Rathenow. Die Fahrzeuge des Vereins Lebens-, Alters- und Behindertenhilfe, meist kurz nur LAB genannt, gehören zum Stadtbild von Rathenow so wie Polizei, Feuerwehr und Rettungsdienst. Der Verein, der am nächsten Mittwoch sein 20-jähriges Bestehen feiert, bietet Dienstleistungen für Menschen mit geistiger und körperlicher Behinderung an. Sein größtes Aufgabenfeld ist der Fahrdienst, dessen Autos in der Region allgegenwärtig sind. Wie LAB-Geschäftsführerin Adelgund Ebel berichtet, setzt der Verein im Schülerspezialverkehr zurzeit sieben Fahrzeuge ein. Drei von diesen sind Kleinbusse, in denen Rollstühle transportiert werden können.

Täglich werden 50 Kinder in die Förderschulen gebracht

Gegenwärtig transportieren die Autos des LAB jeden Morgen rund 50 Kinder im Alter von sechs bis 18 Jahren zu den Förderschulen Pestalozzi und Spektrum nach Rathenow und bringen sie am Nachmittag wieder nach Hause.
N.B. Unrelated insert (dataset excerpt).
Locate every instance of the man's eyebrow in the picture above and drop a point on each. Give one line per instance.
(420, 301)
Das Einzugsgebiet ist das Westhavelland, genauer gesagt der Altkreis Rathenow und der Raum Friesack. Eine Tour führt täglich auch zur Gehörlosenschule nach Potsdam, dieses Auto fährt morgens um 5.30 Uhr stets als erstes vom Hof. Sitz des LAB ist das Grundstück Schopenhauerstraße 18c. Mancher erinnert sich: In einem Gebäude dort war zu DDR-Zeiten der Intershop.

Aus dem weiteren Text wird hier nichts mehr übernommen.